Not all shareholder activists focus solely on performance. Responsible Wealth (RW) is a Boston-based nonprofit whose members are drawn from the wealthiest 5 percent of Americans. RW leverages its members’ shareholdings to draw attention at corporate annual meetings to social justice and related governance issues, and to push for change. “My experience is that even the most affluent of our members do not recognize that they have this kind of power, and are pretty excited when they first find out,” says Scott Klinger, codirector of Responsible Wealth.

TOP VIEW
Emboldened and appalled by the myriad corporate scandals to unfold in recent years, many of us have considered leveraging our power as shareholders to lobby the companies in which we invest to adopt better governance policies. Experts caution, however, that shareholder activism can be a frustrating and costly pursuit.

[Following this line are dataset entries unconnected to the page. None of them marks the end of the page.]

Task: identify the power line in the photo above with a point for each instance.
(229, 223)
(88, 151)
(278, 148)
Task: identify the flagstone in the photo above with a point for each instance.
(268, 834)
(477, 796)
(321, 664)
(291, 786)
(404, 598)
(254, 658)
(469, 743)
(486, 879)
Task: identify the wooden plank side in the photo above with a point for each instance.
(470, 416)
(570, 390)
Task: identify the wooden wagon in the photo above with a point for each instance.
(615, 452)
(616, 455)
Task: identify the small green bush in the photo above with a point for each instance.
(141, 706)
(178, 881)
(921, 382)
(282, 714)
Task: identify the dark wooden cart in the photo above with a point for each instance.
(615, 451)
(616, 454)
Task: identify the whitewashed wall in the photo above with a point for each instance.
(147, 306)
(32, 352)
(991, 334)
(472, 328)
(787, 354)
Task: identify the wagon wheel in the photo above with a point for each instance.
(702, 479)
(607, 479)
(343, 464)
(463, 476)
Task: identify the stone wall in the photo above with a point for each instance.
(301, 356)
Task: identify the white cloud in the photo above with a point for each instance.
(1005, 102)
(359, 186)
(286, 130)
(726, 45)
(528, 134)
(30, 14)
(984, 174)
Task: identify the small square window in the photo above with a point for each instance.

When Jennifer Ladd joined RW in 1997, she was relieved to find a mechanism that allowed her to use her wealth in pursuit of her values. Now 51, the Standard Oil heiress was raised by “thoughtful, progressive” parents in Cambridge, Mass. She began to think about the obligations that accompany her wealth while in college. “No matter how nice a person I was as an individual, I had to accept that my money gave me privileges that others didn’t have,” she explains today. “That meant that somehow I had to find a way to level the playing the field.” She became a teacher, earned her doctorate in education and became philanthropically active, but, she adds, “I remained very conflicted about my wealth. Then, by my 40s, I was tired of hiding that part of my life as if I were ashamed of it.” She joined RW and began to attend the annual meetings of corporations in which she invested to lobby for change.